Miss a day, miss a lot. Subscribe to The Defender's Top News of the Day. It's free.

During the first six weeks of the coronavirus vaccine rollout among U.S. adults, the Vaccine Adverse Event Reporting System (VAERS) — notorious for collecting only a tiny fraction of adverse events — received reports of more than 500 post-vaccination deaths and close to 11,000 other injuries.

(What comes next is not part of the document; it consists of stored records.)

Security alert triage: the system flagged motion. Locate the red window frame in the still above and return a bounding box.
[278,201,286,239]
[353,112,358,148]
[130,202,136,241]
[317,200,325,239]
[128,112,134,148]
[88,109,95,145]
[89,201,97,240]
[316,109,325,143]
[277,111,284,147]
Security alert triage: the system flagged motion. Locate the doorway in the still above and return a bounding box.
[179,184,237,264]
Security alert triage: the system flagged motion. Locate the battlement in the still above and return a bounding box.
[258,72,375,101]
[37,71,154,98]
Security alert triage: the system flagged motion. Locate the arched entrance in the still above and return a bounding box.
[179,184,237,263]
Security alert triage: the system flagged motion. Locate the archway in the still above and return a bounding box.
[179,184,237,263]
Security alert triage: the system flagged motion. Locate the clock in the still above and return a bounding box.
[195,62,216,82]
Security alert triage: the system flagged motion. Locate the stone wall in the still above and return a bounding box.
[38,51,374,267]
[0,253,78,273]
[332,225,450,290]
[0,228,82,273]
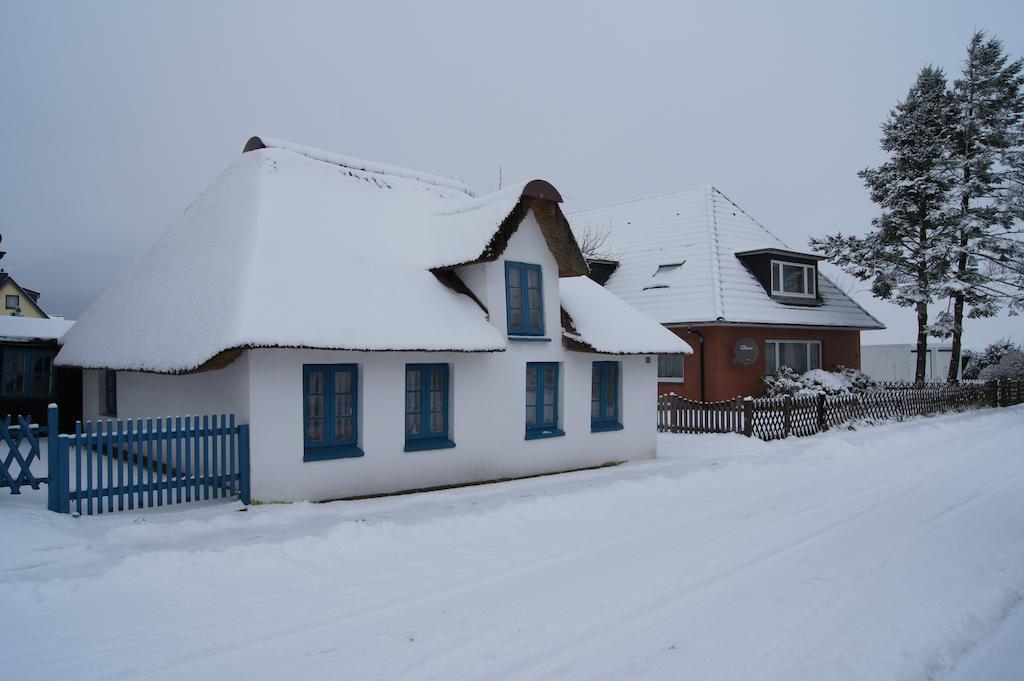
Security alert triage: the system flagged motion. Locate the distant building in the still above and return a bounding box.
[0,315,82,431]
[860,343,964,381]
[569,185,885,400]
[0,271,47,320]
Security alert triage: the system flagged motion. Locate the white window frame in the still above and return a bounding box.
[768,260,818,298]
[656,352,686,383]
[765,338,824,376]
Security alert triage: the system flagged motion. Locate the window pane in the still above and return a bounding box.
[657,354,683,378]
[3,350,26,393]
[334,419,352,440]
[430,390,444,412]
[32,354,53,397]
[529,307,541,329]
[509,266,522,289]
[782,265,804,293]
[779,343,807,374]
[306,395,324,419]
[306,419,324,442]
[430,369,444,390]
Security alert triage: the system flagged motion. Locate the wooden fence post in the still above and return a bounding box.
[743,397,754,437]
[239,424,252,506]
[782,395,793,437]
[46,405,63,513]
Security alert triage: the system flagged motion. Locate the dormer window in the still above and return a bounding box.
[505,262,544,336]
[771,260,817,298]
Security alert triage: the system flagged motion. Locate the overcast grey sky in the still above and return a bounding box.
[0,0,1024,345]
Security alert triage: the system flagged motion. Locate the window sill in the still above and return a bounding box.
[526,428,565,439]
[406,437,455,452]
[302,444,364,461]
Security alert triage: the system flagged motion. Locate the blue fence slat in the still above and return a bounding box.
[174,416,182,504]
[104,421,116,513]
[19,407,251,515]
[227,414,239,497]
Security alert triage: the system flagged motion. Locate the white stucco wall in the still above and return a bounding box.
[82,352,249,423]
[77,209,657,501]
[860,343,952,381]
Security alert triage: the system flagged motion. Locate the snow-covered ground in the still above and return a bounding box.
[6,407,1024,681]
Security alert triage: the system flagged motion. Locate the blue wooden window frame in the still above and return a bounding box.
[505,261,544,336]
[406,364,455,452]
[302,365,362,461]
[525,361,565,439]
[590,361,623,432]
[100,369,118,416]
[0,347,56,399]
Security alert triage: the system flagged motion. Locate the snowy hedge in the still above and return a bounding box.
[763,367,881,397]
[978,352,1024,381]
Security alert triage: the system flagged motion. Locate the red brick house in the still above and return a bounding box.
[570,185,885,400]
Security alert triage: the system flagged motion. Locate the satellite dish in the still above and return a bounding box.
[732,338,761,367]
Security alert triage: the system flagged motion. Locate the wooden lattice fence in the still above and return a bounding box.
[657,381,1024,440]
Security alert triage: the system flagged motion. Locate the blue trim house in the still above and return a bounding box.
[57,137,689,500]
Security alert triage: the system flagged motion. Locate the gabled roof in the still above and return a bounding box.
[0,272,49,318]
[569,185,885,329]
[57,137,587,373]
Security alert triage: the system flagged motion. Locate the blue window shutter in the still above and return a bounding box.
[302,365,362,461]
[525,361,565,439]
[406,364,455,452]
[590,361,623,432]
[505,262,544,336]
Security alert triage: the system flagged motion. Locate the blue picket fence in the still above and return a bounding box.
[48,407,250,515]
[0,414,48,495]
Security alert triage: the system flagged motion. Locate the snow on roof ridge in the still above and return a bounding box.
[705,184,725,320]
[568,182,712,215]
[246,136,473,197]
[434,180,529,215]
[708,184,790,249]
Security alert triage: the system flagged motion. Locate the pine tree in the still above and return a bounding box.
[811,67,954,382]
[934,31,1024,383]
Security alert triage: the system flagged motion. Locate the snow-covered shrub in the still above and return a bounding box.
[763,367,879,397]
[964,338,1024,379]
[978,352,1024,381]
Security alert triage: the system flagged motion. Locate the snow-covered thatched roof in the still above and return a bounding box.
[0,314,75,341]
[570,185,885,329]
[57,137,686,373]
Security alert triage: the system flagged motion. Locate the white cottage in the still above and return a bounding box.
[56,137,690,500]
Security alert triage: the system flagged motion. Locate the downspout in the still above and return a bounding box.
[686,324,705,401]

Internationally renowned molecular genetics expert Dolores Cahill believes that these injuries portend a forthcoming tsunami of crippling and fatal problems. In the coming months, Cahill expects to see successive waves of adverse reactions to the experimental messenger RNA (mRNA) injections ranging from anaphylaxis and other allergic responses to autoimmunity, sepsis and organ failure.

Notwithstanding these and other credible warnings, U.S. health officials are signaling their intent to rapidly green-light the as-yet unlicensed mRNA vaccines for children.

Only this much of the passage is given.